Christine Mullen Kreamer, director of the Smithsonian National Museum of African Art in Washington, D.C., which owns more than 40 Benin Bronzes, said that her institution is “thinking very carefully about the words that are used” when talking about the objects in its holdings. Recently, the museum made the decision to stop using the phrase “punitive expedition” when talking about the Benin Bronzes, instead relying on the word “raid” to discuss how the objects were plundered.

U.S. museums could have an easier time repatriating Benin Bronzes than European ones.

Why did a Scottish university with little international visibility lead the pack when it came to repatriating its Benin Bronze?
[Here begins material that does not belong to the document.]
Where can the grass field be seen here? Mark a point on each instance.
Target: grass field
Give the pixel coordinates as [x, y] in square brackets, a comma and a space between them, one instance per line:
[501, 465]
Some participants at the conference suggested that this had a lot to do with the rules and regulations that guide certain institutions. The University of Aberdeen is held to fewer restrictions because it is private—its collection is not owned by the state. The opposite is the case at the Humboldt Forum, where a board that oversees the Prussian-owned holdings of the Ethnological Museum must ultimately make the call on whether its Benin Bronzes can go home. Because so few Benin Bronzes are state-owned in the U.S., Princeton University art history professor Chika Okeke-Agulu claimed that institutions in the country could effectively face fewer restrictions for repatriating objects from the group than European ones. “I have actually argued that it is easier for the American museums because they are owned by fewer people,” he said.

Digital technology has contributed to growing calls for the Benin Bronzes’ return.

Although many have been demanding the repatriation for the Benin Bronzes within Africa for decades, their calls have only grown louder and widespread in recent years—thanks, in part, to social media and the rise of the Black Lives Matter movement, some presenters suggested. “I think there’s always been a keen awareness that they’re abroad—at the British Museum, for example,” Felicity Bodenstein, a principal investigator with the Digital Benin project, said. “What people weren’t aware was the level of their dispersal.”

Not all Nigerians want the Benin Bronzes back, though the sentiment is growing.

Some within West Africa—including the current ruler of Benin, Oba Ewuare II—have labeled the Benin Bronzes situated abroad “cultural ambassadors,” or foreign emissaries of the region’s culture. Kokunre Agbontaen-Eghafona, an academic at the University of Benin, said that, in 2010, she conducted a survey about the Benin Bronzes among those around her, and found at the time that the majority of respondents agreed with that logic. When she repeated the survey in 2021, her findings were entirely different—this time, 68 percent wanted the objects returned, believing that it was time for the ambassadors to come home.

The differences between the two surveys also revealed a growing awareness of the Benin Bronzes’ history. In 2010, only 53 percent knew of the British expedition to the Kingdom of Benin that resulted in the removal of the objects; in 2021, around 95 percent were aware of it. (In both cases, not all respondents believed that the expedition was related to colonialism.) According to Agbontaen-Eghafona, if Nigeria is to seek the repatriation of Benin Bronzes, its citizens must continue to be educated about what really happened in 1897. “The general populace must be carried along,” she said. “There is a need for people to feel they are carried along with this heritage.”